The difference between the countries that have made a success of the exploitation of resources such as oil and those that have made a big mess of it is the degree of transparency in the various markets.

In settings such as Norway and Canada, the public gets to know the details of contracts signed with the firms engaged in exploration and production of oil.

The public is also given a detailed breakdown of the way in which the funds earned are spent with the Norwegian model of saving most of its earnings in a major sovereign wealth fund being seen as a model for many countries.

In other countries, there is little effort to promote transparency. Nigeria and Angola are the poster children of this approach with huge reservoirs of crude oil having yielded few benefits for the public. Only well-connected corrupt elites have reaped vast sums from the resources.

Kenya has the advantage of having been a late-comer to the game of exploitation of oil resources.

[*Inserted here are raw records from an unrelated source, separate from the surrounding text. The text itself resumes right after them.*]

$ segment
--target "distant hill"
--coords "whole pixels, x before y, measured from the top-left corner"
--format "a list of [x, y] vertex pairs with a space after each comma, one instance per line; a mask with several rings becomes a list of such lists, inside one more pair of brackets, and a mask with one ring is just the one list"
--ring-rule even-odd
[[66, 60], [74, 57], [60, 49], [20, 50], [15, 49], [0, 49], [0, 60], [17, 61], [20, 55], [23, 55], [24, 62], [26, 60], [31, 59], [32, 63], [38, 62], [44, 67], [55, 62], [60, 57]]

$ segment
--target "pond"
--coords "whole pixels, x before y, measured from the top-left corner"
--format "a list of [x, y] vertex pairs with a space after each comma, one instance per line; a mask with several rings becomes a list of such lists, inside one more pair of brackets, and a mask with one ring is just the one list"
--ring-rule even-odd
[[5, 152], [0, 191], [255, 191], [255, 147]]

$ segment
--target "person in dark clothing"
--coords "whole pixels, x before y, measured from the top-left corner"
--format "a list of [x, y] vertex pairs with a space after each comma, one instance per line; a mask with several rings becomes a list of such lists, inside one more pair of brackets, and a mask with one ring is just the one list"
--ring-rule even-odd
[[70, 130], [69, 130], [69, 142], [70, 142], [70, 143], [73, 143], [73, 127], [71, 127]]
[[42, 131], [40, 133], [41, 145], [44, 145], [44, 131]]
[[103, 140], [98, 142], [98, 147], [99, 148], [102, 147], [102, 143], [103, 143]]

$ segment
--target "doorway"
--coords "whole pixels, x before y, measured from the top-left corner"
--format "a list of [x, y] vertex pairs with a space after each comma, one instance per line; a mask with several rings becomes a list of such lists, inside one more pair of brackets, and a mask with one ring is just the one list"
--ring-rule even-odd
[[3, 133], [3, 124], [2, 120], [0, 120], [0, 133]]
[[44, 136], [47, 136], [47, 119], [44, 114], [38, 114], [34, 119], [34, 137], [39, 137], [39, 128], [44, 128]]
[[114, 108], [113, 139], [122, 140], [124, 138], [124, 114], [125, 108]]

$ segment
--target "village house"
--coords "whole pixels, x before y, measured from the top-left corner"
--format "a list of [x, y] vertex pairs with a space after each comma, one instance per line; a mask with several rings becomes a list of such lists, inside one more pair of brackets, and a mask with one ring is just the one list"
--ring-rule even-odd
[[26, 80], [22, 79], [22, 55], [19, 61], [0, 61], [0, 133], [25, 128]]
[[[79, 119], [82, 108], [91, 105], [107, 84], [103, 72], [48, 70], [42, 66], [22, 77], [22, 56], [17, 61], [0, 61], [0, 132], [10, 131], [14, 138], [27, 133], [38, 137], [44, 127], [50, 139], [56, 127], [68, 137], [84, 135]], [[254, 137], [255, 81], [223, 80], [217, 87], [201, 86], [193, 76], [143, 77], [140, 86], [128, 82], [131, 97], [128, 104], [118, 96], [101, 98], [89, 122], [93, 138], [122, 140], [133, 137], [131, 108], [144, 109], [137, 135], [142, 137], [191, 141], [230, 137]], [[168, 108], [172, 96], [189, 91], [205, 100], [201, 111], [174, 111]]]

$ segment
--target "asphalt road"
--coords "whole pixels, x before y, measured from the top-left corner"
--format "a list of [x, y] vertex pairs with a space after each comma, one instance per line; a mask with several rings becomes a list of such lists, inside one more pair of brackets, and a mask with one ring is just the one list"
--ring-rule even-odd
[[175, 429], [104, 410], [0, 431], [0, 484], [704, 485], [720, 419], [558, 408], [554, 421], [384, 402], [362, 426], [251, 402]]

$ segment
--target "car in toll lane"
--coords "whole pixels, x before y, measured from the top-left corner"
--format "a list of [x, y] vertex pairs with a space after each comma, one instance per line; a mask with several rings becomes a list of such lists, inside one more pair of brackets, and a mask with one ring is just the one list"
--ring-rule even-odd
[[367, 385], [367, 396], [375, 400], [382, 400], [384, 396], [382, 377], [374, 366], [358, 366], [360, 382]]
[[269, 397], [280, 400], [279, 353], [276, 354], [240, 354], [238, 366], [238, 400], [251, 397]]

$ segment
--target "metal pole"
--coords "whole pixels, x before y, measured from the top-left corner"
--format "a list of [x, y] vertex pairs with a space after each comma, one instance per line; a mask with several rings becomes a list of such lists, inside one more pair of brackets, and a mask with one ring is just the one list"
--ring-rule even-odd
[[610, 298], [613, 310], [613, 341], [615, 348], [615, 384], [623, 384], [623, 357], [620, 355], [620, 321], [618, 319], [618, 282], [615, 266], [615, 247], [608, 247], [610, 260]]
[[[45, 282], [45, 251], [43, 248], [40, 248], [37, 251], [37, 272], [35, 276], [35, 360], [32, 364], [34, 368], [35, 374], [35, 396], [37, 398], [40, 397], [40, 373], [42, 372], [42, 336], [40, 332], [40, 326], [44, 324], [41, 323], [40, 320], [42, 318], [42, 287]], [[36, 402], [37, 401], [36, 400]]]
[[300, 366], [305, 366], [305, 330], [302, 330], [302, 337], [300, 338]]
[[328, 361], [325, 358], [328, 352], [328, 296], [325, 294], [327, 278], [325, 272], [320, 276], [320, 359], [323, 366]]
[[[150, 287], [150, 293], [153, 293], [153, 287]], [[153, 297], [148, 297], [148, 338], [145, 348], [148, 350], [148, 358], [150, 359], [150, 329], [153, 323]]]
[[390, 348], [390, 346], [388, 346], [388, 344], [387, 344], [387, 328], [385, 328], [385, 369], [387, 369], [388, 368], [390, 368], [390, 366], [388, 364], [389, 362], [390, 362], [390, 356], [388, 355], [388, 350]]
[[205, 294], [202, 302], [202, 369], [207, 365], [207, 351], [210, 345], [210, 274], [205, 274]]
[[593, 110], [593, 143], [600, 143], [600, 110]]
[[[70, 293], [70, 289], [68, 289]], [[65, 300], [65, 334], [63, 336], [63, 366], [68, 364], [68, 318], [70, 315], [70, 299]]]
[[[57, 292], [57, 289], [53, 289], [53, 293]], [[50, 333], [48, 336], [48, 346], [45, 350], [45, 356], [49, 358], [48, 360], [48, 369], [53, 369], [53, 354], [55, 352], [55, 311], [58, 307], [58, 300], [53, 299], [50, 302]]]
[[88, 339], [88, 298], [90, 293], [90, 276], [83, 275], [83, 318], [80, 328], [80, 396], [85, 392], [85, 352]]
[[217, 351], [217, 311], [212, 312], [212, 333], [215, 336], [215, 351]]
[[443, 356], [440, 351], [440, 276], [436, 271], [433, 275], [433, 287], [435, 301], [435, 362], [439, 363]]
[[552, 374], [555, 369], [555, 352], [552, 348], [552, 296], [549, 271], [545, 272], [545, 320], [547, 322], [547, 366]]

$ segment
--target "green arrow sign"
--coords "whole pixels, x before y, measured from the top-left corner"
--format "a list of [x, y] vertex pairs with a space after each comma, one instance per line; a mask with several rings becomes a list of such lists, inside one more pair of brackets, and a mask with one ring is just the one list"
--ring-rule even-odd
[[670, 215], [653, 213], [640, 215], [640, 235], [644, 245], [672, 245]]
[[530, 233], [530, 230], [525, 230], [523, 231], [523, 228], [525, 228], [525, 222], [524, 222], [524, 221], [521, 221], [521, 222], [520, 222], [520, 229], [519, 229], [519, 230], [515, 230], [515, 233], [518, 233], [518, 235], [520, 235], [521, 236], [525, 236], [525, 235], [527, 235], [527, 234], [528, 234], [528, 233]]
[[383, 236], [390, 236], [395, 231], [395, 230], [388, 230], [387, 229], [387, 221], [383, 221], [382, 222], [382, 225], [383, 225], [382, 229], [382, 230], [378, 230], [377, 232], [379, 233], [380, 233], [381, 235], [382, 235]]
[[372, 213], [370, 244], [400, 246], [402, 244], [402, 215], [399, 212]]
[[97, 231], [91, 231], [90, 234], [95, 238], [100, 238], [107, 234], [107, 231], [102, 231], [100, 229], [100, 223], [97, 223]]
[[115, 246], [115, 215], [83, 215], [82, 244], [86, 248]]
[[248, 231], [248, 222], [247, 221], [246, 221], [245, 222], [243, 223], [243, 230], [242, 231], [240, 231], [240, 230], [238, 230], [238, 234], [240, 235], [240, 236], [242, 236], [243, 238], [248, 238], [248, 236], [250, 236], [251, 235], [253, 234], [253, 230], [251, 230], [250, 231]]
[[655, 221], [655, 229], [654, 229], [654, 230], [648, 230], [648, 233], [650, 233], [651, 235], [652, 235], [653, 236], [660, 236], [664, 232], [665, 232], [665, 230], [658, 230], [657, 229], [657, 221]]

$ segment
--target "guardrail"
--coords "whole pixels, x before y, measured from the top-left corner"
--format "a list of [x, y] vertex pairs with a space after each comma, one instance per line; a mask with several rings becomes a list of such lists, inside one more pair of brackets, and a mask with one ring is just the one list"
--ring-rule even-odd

It should then follow that its leaders should learn from the experience of others and ensure the process for oil exploration and production is marked by a level of openness and transparency that prevents abuse of the process.

This is simply not the case. It is utterly unacceptable that the Petroleum Permanent Secretary Andrew Kamau should be so dismissive when asked to make public the contracts they have handed to Tullow Oil, including those involving the now controversial early export scheme.

“Would you want your employer to publish your pay slip for people to see?” the PS remarked when asked about the contracts.

Well, Mr Kamau. The public is not asking you for a favour. It is their money that will be used to transport 200,000 barrels by road to Mombasa at a cost of Sh4 billion. No profit will be made from this venture.

Tullow Oil has itself said the transportation of the crude oil to the port is not essential for the marketing process. So why is this being done?

How can the rumours that have swirled of well-connected individuals being lined up to benefit from the trucking of the oil be dispelled if basic contracts to Tullow are not revealed?

It is entirely unacceptable that such an important project should be shrouded in secrecy. Those contracts should be made public without further delay.